Sheila sneezed several times and then gave a broad smile. ‘Well!’ she said. ‘For you of all men to worry about that. I give up. I just don’t understand it.’
Nor did I; it was years since I had been so preposterously ashamed.
‘It has worried you, hasn’t it?’
‘I don’t know why, but it has,’ I confessed.
Sheila said, with acid gentleness ‘It’s made me remember how young you are.’

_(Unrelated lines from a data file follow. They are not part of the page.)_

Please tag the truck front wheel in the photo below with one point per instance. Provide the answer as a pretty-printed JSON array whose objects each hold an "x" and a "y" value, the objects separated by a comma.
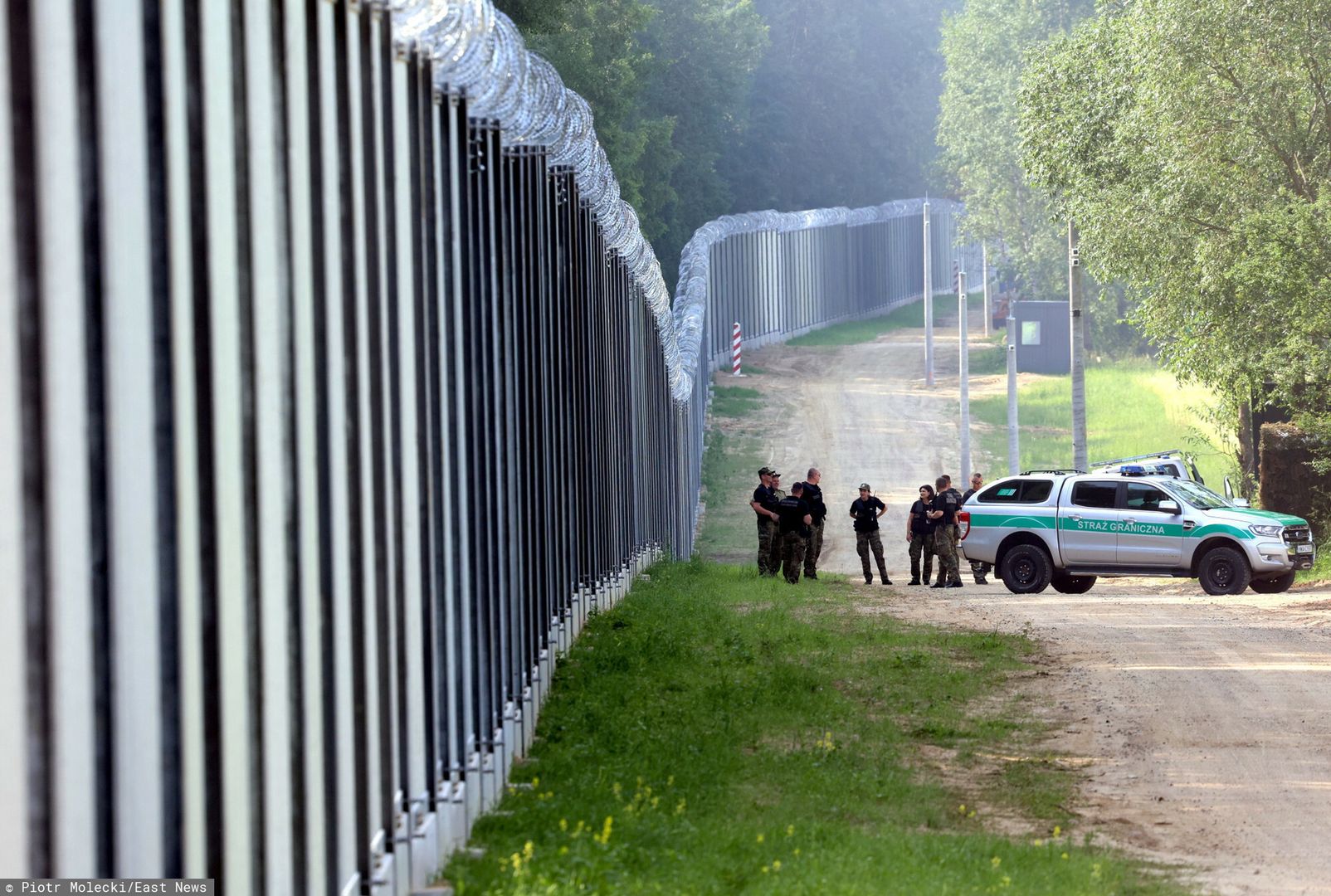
[
  {"x": 1026, "y": 569},
  {"x": 1223, "y": 570}
]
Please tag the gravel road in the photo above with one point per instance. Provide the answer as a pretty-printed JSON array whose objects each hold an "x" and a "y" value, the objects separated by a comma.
[{"x": 1205, "y": 723}]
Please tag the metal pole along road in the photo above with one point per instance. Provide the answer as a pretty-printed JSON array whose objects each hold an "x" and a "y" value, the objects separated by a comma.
[
  {"x": 984, "y": 273},
  {"x": 1079, "y": 345},
  {"x": 1013, "y": 436},
  {"x": 964, "y": 373},
  {"x": 928, "y": 301}
]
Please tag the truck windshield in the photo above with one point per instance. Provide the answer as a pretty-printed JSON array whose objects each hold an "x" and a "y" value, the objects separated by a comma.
[{"x": 1198, "y": 495}]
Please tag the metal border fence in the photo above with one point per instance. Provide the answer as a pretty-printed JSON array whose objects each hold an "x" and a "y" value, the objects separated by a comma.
[{"x": 337, "y": 387}]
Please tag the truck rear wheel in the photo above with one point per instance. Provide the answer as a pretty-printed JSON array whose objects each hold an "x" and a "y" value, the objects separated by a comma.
[
  {"x": 1223, "y": 570},
  {"x": 1073, "y": 583},
  {"x": 1278, "y": 585},
  {"x": 1026, "y": 569}
]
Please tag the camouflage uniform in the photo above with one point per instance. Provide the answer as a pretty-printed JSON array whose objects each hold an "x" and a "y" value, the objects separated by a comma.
[
  {"x": 773, "y": 548},
  {"x": 767, "y": 534},
  {"x": 815, "y": 548},
  {"x": 921, "y": 543},
  {"x": 864, "y": 542},
  {"x": 792, "y": 555},
  {"x": 945, "y": 546}
]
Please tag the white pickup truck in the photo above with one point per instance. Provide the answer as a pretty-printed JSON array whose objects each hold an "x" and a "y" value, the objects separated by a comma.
[{"x": 1068, "y": 528}]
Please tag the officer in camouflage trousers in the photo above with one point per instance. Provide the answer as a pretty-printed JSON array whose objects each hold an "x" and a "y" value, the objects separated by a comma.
[
  {"x": 795, "y": 532},
  {"x": 865, "y": 513},
  {"x": 773, "y": 557},
  {"x": 764, "y": 505},
  {"x": 978, "y": 570},
  {"x": 819, "y": 510},
  {"x": 945, "y": 534}
]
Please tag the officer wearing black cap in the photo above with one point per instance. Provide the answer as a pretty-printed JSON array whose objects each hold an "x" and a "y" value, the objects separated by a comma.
[
  {"x": 764, "y": 505},
  {"x": 773, "y": 558},
  {"x": 795, "y": 523},
  {"x": 978, "y": 570},
  {"x": 865, "y": 513},
  {"x": 819, "y": 510}
]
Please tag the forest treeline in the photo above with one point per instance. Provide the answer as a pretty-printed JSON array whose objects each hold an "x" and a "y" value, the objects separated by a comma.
[
  {"x": 716, "y": 107},
  {"x": 1190, "y": 140}
]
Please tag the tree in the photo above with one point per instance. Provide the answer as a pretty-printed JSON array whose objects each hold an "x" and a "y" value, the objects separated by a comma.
[
  {"x": 1192, "y": 141},
  {"x": 841, "y": 107},
  {"x": 984, "y": 48}
]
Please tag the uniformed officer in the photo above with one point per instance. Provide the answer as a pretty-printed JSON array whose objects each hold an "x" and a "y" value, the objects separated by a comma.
[
  {"x": 920, "y": 535},
  {"x": 865, "y": 513},
  {"x": 956, "y": 528},
  {"x": 944, "y": 515},
  {"x": 819, "y": 510},
  {"x": 796, "y": 522},
  {"x": 764, "y": 505},
  {"x": 978, "y": 570},
  {"x": 773, "y": 557}
]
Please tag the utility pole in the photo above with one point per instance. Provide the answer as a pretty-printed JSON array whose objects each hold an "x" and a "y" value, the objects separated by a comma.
[
  {"x": 984, "y": 272},
  {"x": 1079, "y": 340},
  {"x": 928, "y": 299},
  {"x": 964, "y": 352},
  {"x": 1013, "y": 438}
]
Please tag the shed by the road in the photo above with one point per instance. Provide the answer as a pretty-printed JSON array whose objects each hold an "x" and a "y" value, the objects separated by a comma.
[{"x": 1044, "y": 337}]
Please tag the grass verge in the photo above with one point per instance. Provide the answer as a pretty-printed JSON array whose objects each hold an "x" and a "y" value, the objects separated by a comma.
[
  {"x": 870, "y": 329},
  {"x": 1132, "y": 407},
  {"x": 729, "y": 475},
  {"x": 735, "y": 401},
  {"x": 725, "y": 734}
]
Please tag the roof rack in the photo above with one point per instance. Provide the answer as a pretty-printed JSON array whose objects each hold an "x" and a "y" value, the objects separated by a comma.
[{"x": 1138, "y": 457}]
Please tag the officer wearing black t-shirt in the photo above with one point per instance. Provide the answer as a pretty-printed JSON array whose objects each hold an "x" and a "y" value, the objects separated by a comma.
[
  {"x": 795, "y": 526},
  {"x": 819, "y": 510},
  {"x": 978, "y": 570},
  {"x": 944, "y": 515},
  {"x": 920, "y": 534},
  {"x": 865, "y": 512},
  {"x": 764, "y": 505}
]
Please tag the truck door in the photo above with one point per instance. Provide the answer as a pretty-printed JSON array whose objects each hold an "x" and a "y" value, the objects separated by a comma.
[
  {"x": 1088, "y": 523},
  {"x": 1149, "y": 535}
]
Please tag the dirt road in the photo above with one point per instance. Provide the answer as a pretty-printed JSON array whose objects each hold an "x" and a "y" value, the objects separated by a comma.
[
  {"x": 1205, "y": 723},
  {"x": 865, "y": 416}
]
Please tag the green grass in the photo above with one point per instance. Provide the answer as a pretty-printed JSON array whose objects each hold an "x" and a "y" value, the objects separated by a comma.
[
  {"x": 725, "y": 734},
  {"x": 1132, "y": 407},
  {"x": 735, "y": 401},
  {"x": 729, "y": 475},
  {"x": 870, "y": 329}
]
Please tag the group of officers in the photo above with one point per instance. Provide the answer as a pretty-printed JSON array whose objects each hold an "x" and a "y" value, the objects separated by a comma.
[{"x": 789, "y": 528}]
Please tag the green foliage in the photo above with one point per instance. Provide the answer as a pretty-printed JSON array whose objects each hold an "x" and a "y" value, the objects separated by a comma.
[
  {"x": 1132, "y": 407},
  {"x": 984, "y": 46},
  {"x": 1192, "y": 143},
  {"x": 722, "y": 734}
]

Our eyes met. She was in some way moved. After a moment she said, in the same tone ‘Look. I want to go to this ball. They don’t give me much money, but I can always get plenty. Let me give you a present. Let me buy you a suit.’
‘I can’t do that.’
‘Are you too proud?’
‘I suppose so,’ I said.
She took my hand.
‘If I’d made you happier’, she said, ‘and then asked if I could give you a present — would you still be too proud?’
‘Perhaps not,’ I said.
‘Darling,’ she said. It was rare for her to use the word. ‘I can’t be articulate like you when you let yourself go. But if I ask you to let me do it — because of what’s happened between us?’
In a brand new dinner jacket, I arrived with the Knights at the charity ball. It was held in the large hall, close by the park, a few hundred yards away from where Martineau used to live. Perhaps that induced me at supper to tell the story of Martineau, so far as I then knew it; I had seen him leave the town on foot, with a knapsack on his back, only a few days before.
I told the story because someone had to talk. The supper tables were arranged in the corridors all round the main hall, and the meal was served before the dance began. As a party of four, we were not ideally chosen. Sheila was looking tired; she was boldly made up, much to her mother’s indignation, but the powder did not hide the rings under her eyes, and the painted lips were held in her involuntary smile. She was strained in the presence of her parents, and some of her nervousness infected me, the more so as I was still not well. With her usual directness and simplicity, Mrs Knight resented my presence. She produced a list of young men who, in her view, would have been valuable additions — some of whom Sheila had been seeing in the last few months, though she had resisted the temptation to let fall their names. As for Mr Knight, he was miserable to be there at all, and he was not the man to conceal his misery.